In a recent interview on CNBC, Shake Shack founder and CEO of Union Square Hospitality Group,  Danny Meyer, revealed his secret to hiring the best service professionals. 

What matters most is that the job candidate has what Meyer calls "the hospitality gene." Are they capable--with the right training--of providing exceptional service? "Nobody ever got hired at Shake Shack because they could tell us how many great milk shakes they've made in their career. They get hired for who they are," says Meyer

Creating a culture of service is so critical to the success of the Shake Shack model, Meyer says it took five years to open a second store (today there are 136 Shake Shacks around the world). "You can only grow as fast as you can grow people," he says. In other words, Meyer only expands a brand when he's certain he can keep the culture in tact.

In his customer service book Setting the Table, Meyer writes, "Business, like life, is all about how you make people feel. It's that simple, and it's that hard."

Meyer says training for emotional skills is next to impossible. The trick trick to hiring customer service champions who deliver superior hospitality is to hire genuine, happy, optimistic people. According to Meyer, the hospitality gene can be spotted in people who exude:

Optimistic warmth (genuine kindness), an insatiable curiosity to learn, a strong work ethic, and empathy toward people's feelings. 

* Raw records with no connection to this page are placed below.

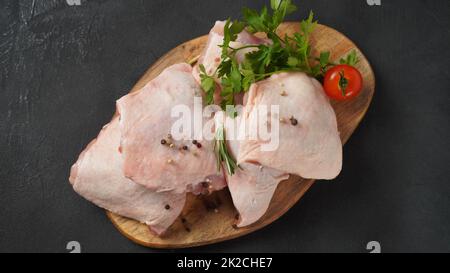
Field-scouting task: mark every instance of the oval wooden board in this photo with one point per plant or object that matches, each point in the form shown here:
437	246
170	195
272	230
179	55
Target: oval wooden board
210	219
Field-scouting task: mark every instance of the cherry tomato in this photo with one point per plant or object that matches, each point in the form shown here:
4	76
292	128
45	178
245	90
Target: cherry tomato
343	82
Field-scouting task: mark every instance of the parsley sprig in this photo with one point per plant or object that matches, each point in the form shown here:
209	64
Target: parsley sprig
281	54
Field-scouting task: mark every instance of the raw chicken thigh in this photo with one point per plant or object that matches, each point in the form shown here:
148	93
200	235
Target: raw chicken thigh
98	177
309	142
151	156
252	186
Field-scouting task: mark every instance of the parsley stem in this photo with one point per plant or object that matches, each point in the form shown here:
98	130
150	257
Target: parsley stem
242	47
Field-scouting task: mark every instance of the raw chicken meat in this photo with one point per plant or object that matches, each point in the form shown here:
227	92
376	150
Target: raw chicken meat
145	122
98	177
309	142
252	185
211	55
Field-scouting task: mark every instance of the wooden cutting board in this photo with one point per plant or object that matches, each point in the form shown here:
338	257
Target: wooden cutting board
211	219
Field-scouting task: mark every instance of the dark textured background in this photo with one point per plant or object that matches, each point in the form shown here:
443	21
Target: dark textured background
63	67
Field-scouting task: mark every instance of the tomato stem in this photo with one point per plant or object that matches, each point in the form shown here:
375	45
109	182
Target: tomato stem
343	83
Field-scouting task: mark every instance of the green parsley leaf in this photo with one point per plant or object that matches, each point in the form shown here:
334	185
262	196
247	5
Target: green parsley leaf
208	84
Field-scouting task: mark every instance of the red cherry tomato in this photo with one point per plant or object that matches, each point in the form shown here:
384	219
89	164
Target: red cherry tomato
343	82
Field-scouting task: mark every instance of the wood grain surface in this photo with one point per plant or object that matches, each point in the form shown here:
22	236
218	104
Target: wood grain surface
210	219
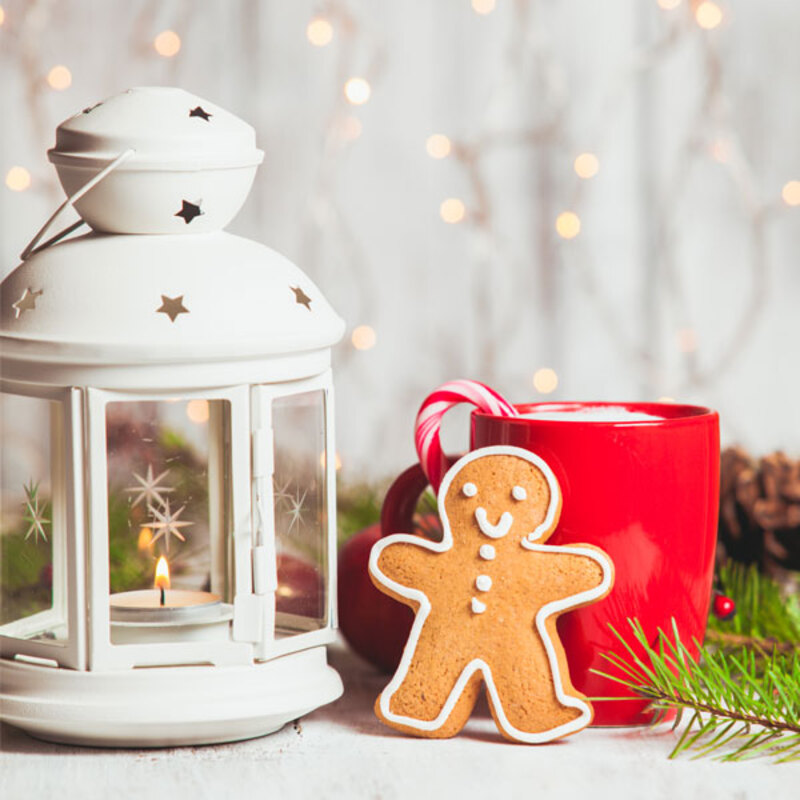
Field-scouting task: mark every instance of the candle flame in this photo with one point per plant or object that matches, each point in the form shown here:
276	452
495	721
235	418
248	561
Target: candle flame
145	538
162	574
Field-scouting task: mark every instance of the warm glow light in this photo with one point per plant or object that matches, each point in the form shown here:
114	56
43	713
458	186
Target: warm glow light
586	165
721	151
197	411
708	15
687	340
357	91
545	380
363	337
167	43
319	32
145	538
59	78
483	7
438	146
162	574
452	210
568	224
18	179
350	128
791	193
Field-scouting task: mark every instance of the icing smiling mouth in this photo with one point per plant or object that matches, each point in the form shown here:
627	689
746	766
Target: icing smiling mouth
497	531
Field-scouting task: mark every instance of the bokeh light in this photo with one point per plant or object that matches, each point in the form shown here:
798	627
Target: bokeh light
363	337
791	193
319	31
545	380
167	43
568	224
708	15
59	78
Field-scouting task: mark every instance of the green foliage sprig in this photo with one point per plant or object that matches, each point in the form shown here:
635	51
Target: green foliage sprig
741	705
764	619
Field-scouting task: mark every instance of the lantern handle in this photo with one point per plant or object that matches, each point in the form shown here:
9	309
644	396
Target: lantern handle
70	201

The Apple Store 'Hires for Smiles'

Meyer's approach reminds me of another brand's hiring model--Apple. When I was conducting my research for the first book on the Apple Retail store model, Apple managers told me they "hires for smiles."

The ideal Apple Store employee knows a little about computers and a lot about people. One Apple hiring manager told me he would prefer to hire a teacher who doesn't know computers over a computer expert who can't teach.

Apple doesn't hire for technical knowledge; it hires for personality. Anyone can learn to talk about an iPad, but if they don't have the hospitality gene, it doesn't matter. 

A few years after my Apple book was published, I was having a conversation with George Blankenship, the head of retail at Tesla. In his previous job, Blankenship sat a few doors down from Steve Jobs and helped to build the first 100 Apple stores.

Blankenship echoed the Apple approach to hiring word-for-word (he just replaced "computer" with "car"): "Carmine, I don't hire former car dealers. I'd rather hire a teacher who has never sold cars over a car salesman who knows cars, but can't teach." 

Apple, Danny Meyer's restaurants, and yes, Tesla, are customer service champions because they focus on hiring for personality. Just as Apple hires people who are passionate about its products (and sharing those products with others), Meyer hires people who take joy in customer service and who want to share their enthusiasm with their customers. 

Meyer is so convinced that hiring for culture fit is critical, he started a private-equity fund earlier this year called Enlightened Hospitality Investments. It only invests in companies that show a strong culture and a commitment to its employees. For Meyer, employees come first and customers are second--a recipe where everyone wins.